The economies of the world need to be driven by economic fundamentals to achieve growth, rather than the supply of cheap money, according to Michael Neff, executive vice president and head of group asset management at Butterfield.
Neff (pictured) was speaking at the bank’s annual wealth management seminar in London, which included a keynote speech from explorer Sir Ranulph Fiennes.
Neff noted that the financial crisis “took the stuffing out of economic growth around the world” and since that time there had been experiments in the US, UK, Europe, Japan and China, through which monetary and fiscal policies were manipulated to aid economic recovery.
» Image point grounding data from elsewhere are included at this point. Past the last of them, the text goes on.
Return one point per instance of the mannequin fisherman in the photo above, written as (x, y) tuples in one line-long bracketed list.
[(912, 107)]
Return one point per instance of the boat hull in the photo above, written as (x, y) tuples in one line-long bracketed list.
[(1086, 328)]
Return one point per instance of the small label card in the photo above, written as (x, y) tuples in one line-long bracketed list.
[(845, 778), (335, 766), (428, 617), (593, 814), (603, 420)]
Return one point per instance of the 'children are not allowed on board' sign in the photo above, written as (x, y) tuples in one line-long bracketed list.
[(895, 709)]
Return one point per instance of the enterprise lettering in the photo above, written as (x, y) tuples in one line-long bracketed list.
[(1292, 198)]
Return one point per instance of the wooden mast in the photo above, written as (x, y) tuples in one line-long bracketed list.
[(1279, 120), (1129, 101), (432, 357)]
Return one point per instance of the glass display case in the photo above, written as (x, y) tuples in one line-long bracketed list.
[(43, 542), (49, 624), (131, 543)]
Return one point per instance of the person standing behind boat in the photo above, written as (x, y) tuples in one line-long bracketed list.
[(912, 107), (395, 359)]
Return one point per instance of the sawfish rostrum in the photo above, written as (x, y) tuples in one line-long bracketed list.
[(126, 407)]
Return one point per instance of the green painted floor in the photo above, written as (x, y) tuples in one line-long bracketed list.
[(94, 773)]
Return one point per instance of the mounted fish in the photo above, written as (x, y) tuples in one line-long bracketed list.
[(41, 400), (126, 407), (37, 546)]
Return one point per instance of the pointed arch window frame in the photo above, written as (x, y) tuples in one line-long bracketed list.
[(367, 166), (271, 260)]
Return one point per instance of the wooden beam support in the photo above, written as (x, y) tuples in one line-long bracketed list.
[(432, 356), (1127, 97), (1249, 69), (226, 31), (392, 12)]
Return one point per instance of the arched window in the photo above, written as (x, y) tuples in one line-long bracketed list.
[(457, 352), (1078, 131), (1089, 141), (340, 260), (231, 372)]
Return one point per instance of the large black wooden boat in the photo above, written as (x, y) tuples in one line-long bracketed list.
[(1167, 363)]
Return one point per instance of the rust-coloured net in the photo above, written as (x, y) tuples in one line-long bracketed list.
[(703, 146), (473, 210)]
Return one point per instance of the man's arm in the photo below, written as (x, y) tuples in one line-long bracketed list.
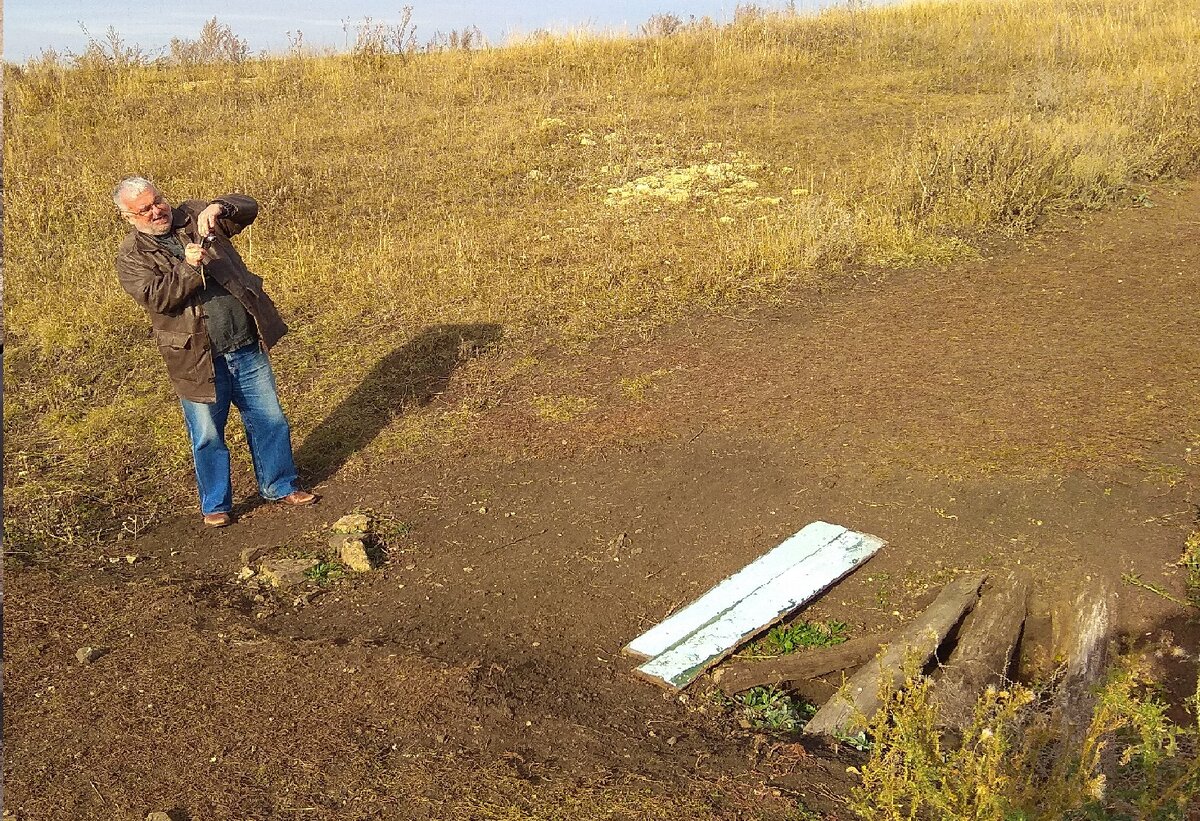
[(154, 289), (227, 215)]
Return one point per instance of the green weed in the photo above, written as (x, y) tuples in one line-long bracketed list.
[(791, 637), (769, 708), (325, 571)]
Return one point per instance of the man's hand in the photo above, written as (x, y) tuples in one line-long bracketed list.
[(195, 255), (208, 219)]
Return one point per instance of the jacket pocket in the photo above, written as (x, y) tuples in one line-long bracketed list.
[(174, 340)]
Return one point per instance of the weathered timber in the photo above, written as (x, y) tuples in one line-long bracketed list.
[(744, 673), (1081, 639), (984, 649), (864, 693)]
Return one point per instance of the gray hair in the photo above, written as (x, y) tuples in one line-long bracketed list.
[(130, 186)]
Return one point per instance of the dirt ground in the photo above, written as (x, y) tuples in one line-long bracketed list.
[(1035, 407)]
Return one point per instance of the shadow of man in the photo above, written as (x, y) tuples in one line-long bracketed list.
[(409, 377)]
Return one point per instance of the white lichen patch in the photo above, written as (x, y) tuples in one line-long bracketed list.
[(713, 180)]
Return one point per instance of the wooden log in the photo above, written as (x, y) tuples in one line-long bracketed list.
[(1083, 630), (864, 693), (984, 649), (744, 673)]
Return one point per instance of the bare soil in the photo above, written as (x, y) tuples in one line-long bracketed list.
[(1035, 407)]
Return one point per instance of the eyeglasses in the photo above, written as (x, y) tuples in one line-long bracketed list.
[(142, 213)]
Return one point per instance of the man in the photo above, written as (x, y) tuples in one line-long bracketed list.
[(213, 324)]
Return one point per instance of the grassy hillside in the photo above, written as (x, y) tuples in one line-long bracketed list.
[(555, 187)]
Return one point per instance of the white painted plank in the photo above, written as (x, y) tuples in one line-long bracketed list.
[(679, 665), (735, 588)]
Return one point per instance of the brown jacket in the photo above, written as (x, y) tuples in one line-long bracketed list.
[(168, 289)]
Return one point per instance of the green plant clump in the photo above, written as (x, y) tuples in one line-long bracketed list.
[(790, 637)]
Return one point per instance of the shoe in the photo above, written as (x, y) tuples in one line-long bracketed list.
[(298, 498)]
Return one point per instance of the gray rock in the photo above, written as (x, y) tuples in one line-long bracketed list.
[(353, 553), (251, 555), (89, 654), (287, 573)]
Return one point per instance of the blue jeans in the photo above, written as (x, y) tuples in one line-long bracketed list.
[(244, 378)]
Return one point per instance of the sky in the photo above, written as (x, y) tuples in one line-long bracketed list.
[(34, 25)]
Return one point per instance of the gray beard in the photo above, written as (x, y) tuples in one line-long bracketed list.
[(155, 232)]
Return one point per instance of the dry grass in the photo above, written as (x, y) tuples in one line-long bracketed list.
[(553, 187)]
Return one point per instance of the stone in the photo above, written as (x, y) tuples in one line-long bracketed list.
[(354, 555), (89, 654), (251, 555), (354, 523), (287, 573)]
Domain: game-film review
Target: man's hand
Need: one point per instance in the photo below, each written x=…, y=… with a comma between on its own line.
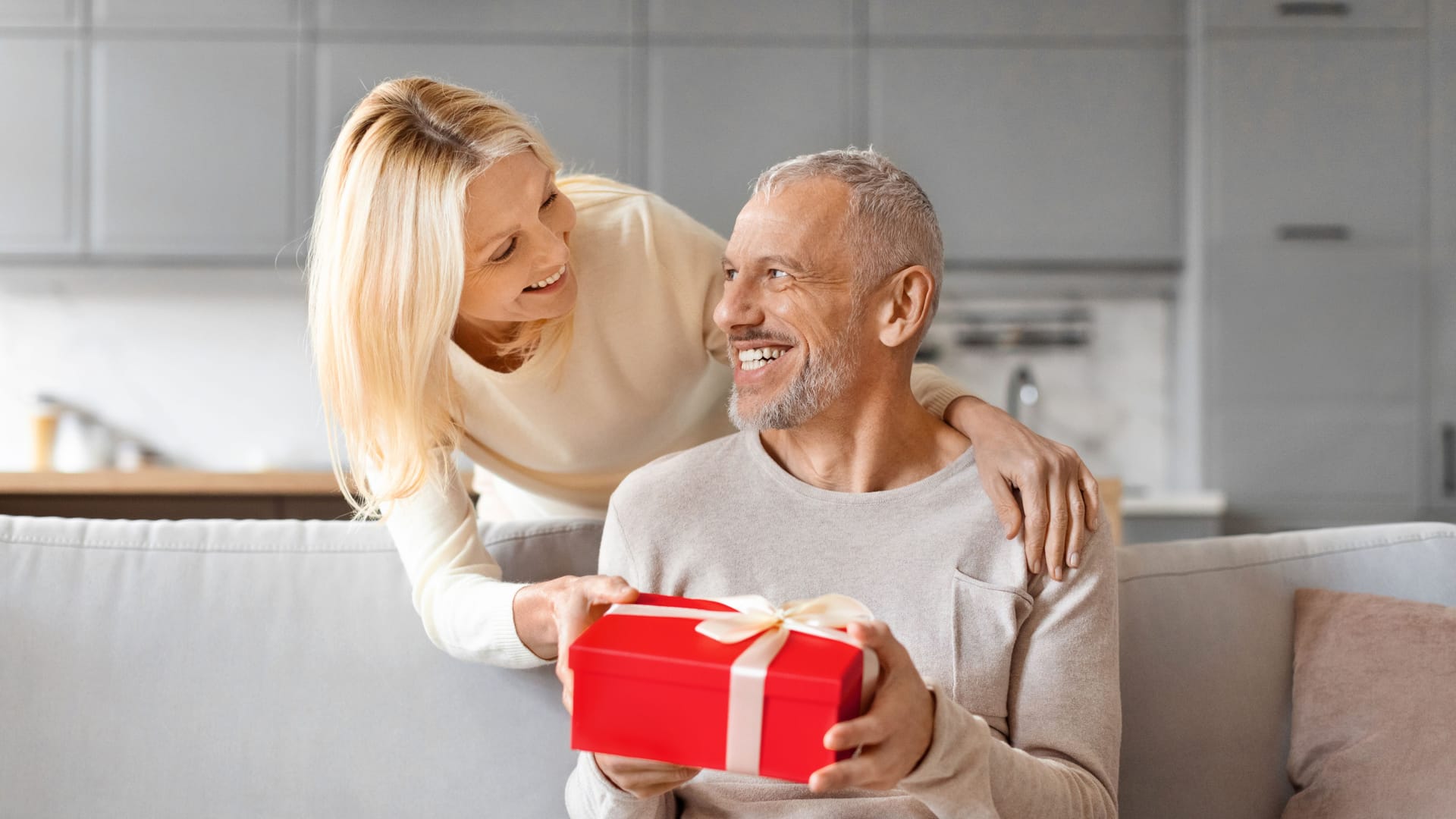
x=551, y=615
x=1059, y=502
x=896, y=732
x=642, y=777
He said: “We need more growth by fundamentals and less by engineering from central banks. The monetary experiments we see today must begin to be unwound.”
The US has embarked on the “mother of all experiments”, with a mix of fiscal stimulus, three rounds of quantitative easing and “forward guidance”; unprecedented moves aimed at reviving the economy. There has been some progress towards recovery as a result, based on housing starts, automotive sales, personal consumer spending and job creation.
“Economies need banks to lend money and a lot of work has been done around that in the US, where the strength of banks’ balance sheets have been significantly improved. However, much work remains for their European counterparts,” he said.
Neff said that in the UK, a blend of austerity and quantitative easing had met with mixed results: a flirtation with a triple dip recession and the downgrading of Government debt; and noted that there is reasonable optimism that the UK is now on a path to continued growth. Similarly, austerity, bailouts and ECB commitments in the EU had led to indications of a nascent recovery, although structural issues still need to be addressed and there is a risk of further European flare-ups.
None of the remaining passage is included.